Saturday was my birthday. 25 years ago, my mother was involved with a soon to be divorced man, and got pregnant. At first, my mother didn't want to have children at all, but somehow decided to have a child. November 8, 1983, I was born. Throughout my 25 years on Earth, I have been through a lot of good and bad things.
My relationship with a my mother has not been good at times. Her addiction to drugs has made it hard for a relationship to happen becuase she stayed all the time and away from me. Most of life, my grandmother and I stayed close and have a good relationship.
My father was never around in my life. He was around for the first few years of life, but after that my father stop coming around. During my childhood, I would have question, but they were always brushed to the side about my father and what reasons he was never there. As I got older, I just live with the facts that he is not here and won't be here.
I always tell my friends that they are lucky to have at one or both good parents available because in your life, at times you don't have to look for attention, love, and a connection. Some of the years that I have lived, I would look for some attention and do things where my mother had no choice, but to be proud and to loved. Or if she didn't, I would find it through having friends or relationship with men that just wanted sex.
Over the years, I have learned that you got to forgive people. I was watching a Tyler Perry play called Madea's Class Reunion and Madea talks about forgiveness because in order for your life to be better, you have to forgive yourself and others for the things that were done in your life. Once you forgive, that anger slowly goes away and within time things will get better.

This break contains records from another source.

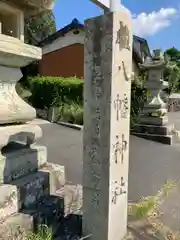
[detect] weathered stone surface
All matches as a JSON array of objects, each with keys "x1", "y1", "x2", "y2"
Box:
[
  {"x1": 167, "y1": 93, "x2": 180, "y2": 112},
  {"x1": 0, "y1": 145, "x2": 47, "y2": 183},
  {"x1": 0, "y1": 66, "x2": 36, "y2": 124},
  {"x1": 0, "y1": 34, "x2": 42, "y2": 67},
  {"x1": 56, "y1": 183, "x2": 83, "y2": 216},
  {"x1": 83, "y1": 12, "x2": 132, "y2": 240},
  {"x1": 11, "y1": 163, "x2": 65, "y2": 209},
  {"x1": 0, "y1": 124, "x2": 42, "y2": 149},
  {"x1": 0, "y1": 184, "x2": 18, "y2": 223},
  {"x1": 0, "y1": 213, "x2": 33, "y2": 240},
  {"x1": 133, "y1": 124, "x2": 175, "y2": 135}
]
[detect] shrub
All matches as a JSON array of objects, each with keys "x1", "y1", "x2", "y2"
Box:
[
  {"x1": 28, "y1": 76, "x2": 147, "y2": 125},
  {"x1": 58, "y1": 102, "x2": 83, "y2": 125},
  {"x1": 28, "y1": 76, "x2": 83, "y2": 109},
  {"x1": 131, "y1": 77, "x2": 149, "y2": 126}
]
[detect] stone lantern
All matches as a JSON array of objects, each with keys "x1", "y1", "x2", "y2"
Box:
[
  {"x1": 0, "y1": 0, "x2": 65, "y2": 236},
  {"x1": 132, "y1": 49, "x2": 178, "y2": 144}
]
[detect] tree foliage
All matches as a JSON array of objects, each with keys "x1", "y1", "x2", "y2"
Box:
[
  {"x1": 165, "y1": 47, "x2": 180, "y2": 62},
  {"x1": 25, "y1": 10, "x2": 56, "y2": 45},
  {"x1": 164, "y1": 47, "x2": 180, "y2": 94}
]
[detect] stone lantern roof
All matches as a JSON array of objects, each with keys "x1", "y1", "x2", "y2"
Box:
[{"x1": 2, "y1": 0, "x2": 54, "y2": 16}]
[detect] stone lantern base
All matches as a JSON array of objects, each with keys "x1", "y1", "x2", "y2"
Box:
[
  {"x1": 0, "y1": 34, "x2": 65, "y2": 240},
  {"x1": 131, "y1": 124, "x2": 180, "y2": 145}
]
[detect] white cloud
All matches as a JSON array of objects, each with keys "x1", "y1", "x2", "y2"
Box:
[{"x1": 133, "y1": 8, "x2": 178, "y2": 37}]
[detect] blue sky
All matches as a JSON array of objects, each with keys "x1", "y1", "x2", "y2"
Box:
[{"x1": 54, "y1": 0, "x2": 180, "y2": 50}]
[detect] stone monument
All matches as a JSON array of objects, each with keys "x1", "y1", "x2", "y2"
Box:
[
  {"x1": 0, "y1": 0, "x2": 65, "y2": 236},
  {"x1": 83, "y1": 4, "x2": 132, "y2": 240},
  {"x1": 132, "y1": 50, "x2": 179, "y2": 144}
]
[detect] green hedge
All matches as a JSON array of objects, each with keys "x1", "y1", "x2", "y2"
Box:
[
  {"x1": 28, "y1": 76, "x2": 148, "y2": 125},
  {"x1": 28, "y1": 76, "x2": 83, "y2": 109}
]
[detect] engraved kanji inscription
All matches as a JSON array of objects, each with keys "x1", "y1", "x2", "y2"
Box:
[
  {"x1": 92, "y1": 106, "x2": 101, "y2": 136},
  {"x1": 112, "y1": 177, "x2": 127, "y2": 204},
  {"x1": 114, "y1": 93, "x2": 129, "y2": 121},
  {"x1": 122, "y1": 61, "x2": 132, "y2": 82},
  {"x1": 92, "y1": 66, "x2": 104, "y2": 100},
  {"x1": 116, "y1": 21, "x2": 131, "y2": 51},
  {"x1": 113, "y1": 134, "x2": 128, "y2": 164}
]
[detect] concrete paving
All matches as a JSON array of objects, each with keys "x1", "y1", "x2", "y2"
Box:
[{"x1": 34, "y1": 113, "x2": 180, "y2": 230}]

When I came back home, my mother was sick becuase of her addiction and she needed me, I came back home to help 'cause I love my mother. I had a conversation with my mother about her addiction and I told her that I forgive her all the wrong things that she has done. Now, she relapse back into drugs and I try to be there, I can't help at times to be sad and defeated because I feel that I did not do enough, but right now that wondering what is going to happen in my life where I don't know if I will live to see another 25 years, but I had to forgive myself again, because I did everything that I could and I am still trying.
I want things in my life to get better and they will because I don't and won't stop until they do. At 25, I see good things, bad things, history being made and wonderful moments. I know there will be more.